Gramsci escreveu mais de 30 cadernos de história e análise durante a prisão. Conhecidas como "Cadernos do Cárcere" e "Cartas do Cárcere", contêm seu traço do nacionalismo italiano e algumas idéias da teoria crítica e educacional. Para despistar a censura fascista, Gramsci adotou uma linguagem cifrada, em torno de conceitos originais ou de expressões novas. Seus escritos têm forma fragmentária, com muitos trechos que apenas indicam reflexões a serem desenvolvidas.
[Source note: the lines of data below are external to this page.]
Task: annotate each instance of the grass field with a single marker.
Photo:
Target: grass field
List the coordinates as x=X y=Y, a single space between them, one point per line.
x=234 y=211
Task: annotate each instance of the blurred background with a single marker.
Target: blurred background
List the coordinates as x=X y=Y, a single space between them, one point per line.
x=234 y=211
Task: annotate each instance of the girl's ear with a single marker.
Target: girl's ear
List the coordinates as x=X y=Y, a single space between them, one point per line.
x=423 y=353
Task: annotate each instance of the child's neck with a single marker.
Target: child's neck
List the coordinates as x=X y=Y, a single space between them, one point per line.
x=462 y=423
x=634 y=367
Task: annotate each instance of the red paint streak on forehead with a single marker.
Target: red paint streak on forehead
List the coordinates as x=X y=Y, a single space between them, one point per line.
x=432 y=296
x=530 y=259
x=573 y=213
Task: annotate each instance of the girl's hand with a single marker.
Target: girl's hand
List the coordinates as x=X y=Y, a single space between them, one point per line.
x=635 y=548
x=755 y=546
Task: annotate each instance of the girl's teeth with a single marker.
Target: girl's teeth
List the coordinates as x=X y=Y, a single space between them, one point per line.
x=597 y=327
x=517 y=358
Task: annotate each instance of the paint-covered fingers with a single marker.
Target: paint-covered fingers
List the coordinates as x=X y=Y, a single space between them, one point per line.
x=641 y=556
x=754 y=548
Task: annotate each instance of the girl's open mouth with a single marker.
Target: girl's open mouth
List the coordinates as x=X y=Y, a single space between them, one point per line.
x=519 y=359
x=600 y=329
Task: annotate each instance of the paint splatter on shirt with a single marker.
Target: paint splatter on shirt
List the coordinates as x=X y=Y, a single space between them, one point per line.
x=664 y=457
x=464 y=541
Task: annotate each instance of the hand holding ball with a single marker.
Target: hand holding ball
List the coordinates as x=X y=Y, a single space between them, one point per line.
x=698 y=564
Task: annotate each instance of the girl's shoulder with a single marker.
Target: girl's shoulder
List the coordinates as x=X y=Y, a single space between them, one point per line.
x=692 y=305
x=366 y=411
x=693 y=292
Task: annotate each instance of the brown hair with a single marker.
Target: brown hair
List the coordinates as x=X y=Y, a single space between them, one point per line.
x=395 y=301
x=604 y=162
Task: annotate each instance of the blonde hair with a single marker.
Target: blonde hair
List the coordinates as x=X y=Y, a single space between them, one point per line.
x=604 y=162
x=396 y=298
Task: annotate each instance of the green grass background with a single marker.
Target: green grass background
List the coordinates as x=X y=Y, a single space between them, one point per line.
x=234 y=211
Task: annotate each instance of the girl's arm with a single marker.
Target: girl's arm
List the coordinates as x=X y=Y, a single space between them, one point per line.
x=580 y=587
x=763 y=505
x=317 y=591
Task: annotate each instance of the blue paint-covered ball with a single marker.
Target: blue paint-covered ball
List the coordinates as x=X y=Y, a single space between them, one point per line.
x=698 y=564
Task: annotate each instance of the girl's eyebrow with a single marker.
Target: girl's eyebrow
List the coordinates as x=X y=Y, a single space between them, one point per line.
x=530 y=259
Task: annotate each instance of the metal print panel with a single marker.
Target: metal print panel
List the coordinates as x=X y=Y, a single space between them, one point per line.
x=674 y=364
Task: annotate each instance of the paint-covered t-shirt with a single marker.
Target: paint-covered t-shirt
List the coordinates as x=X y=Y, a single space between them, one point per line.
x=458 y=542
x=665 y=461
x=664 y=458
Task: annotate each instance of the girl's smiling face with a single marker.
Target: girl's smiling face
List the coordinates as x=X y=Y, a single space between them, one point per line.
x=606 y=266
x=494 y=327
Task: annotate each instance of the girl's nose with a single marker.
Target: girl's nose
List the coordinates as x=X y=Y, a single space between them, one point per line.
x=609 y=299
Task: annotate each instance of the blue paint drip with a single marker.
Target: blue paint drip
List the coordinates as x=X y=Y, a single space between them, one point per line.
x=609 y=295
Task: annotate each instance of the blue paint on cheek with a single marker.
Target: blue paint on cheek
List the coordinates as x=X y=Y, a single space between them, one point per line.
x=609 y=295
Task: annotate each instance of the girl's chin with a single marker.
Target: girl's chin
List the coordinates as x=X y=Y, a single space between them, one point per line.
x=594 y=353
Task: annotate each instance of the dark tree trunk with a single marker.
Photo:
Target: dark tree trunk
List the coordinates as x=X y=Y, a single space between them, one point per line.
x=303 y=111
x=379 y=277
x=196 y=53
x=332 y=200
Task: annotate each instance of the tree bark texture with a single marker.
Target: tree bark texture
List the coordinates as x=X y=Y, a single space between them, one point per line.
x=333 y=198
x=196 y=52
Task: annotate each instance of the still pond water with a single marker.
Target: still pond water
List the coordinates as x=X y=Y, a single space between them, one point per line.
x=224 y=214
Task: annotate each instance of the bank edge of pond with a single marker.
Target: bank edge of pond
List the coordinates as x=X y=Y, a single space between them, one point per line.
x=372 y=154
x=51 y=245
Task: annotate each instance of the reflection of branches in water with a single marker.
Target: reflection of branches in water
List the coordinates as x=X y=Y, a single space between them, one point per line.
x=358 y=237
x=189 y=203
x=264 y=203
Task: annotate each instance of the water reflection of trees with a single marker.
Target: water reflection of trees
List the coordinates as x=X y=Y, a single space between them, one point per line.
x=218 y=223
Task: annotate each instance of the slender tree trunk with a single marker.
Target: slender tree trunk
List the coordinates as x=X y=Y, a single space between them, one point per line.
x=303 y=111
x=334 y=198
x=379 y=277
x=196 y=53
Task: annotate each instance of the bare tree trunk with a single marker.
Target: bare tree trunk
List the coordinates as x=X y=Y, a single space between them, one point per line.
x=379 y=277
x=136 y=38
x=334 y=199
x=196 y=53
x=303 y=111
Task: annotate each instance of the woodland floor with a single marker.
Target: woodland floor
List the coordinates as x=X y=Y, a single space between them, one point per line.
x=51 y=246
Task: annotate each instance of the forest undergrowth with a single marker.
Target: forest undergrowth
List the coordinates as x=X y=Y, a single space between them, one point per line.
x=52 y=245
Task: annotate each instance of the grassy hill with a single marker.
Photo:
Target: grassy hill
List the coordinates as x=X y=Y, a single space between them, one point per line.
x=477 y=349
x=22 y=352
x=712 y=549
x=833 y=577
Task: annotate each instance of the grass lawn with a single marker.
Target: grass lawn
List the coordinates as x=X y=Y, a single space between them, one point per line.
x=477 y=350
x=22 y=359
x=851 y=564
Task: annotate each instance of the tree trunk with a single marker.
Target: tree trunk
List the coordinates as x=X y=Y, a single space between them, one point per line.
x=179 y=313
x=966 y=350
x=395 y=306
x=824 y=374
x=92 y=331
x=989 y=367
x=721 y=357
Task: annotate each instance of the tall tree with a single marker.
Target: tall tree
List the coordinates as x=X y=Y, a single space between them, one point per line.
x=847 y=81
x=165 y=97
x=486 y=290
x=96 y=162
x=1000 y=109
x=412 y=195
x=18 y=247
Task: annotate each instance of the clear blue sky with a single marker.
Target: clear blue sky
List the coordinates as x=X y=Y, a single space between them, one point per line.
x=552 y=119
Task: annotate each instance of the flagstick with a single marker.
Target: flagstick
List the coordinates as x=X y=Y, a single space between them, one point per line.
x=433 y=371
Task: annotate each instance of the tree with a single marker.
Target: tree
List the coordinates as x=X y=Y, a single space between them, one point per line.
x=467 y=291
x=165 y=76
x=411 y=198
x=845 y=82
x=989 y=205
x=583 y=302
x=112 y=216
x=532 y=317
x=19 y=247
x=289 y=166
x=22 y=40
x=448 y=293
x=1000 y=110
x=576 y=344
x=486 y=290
Suas noções de pedagogia crítica e instrução popular foram teorizadas e praticadas décadas mais tarde por Paulo Freire no Brasil. Gramsci desacreditava de uma tomada do poder que não fosse precedida por mudanças de mentalidade. Para ele, os agentes principais dessas mudanças seriam os intelectuais e um dos seus instrumentos mais importantes, para a conquista da cidadania, seria a escola.
Gramsci promoveu o casamento das idéias de Marx com as de Maquiavel, considerando o Partido Comunista o novo "Príncipe", a quem o pensador florentino renascentista dava conselhos para tomar e permanecer no poder. Para Gramsci, mais ainda do que para Maquiavel, os fins justificam os meios e qualquer ato só pode ser julgado a partir de sua utilidade para a revolução comunista.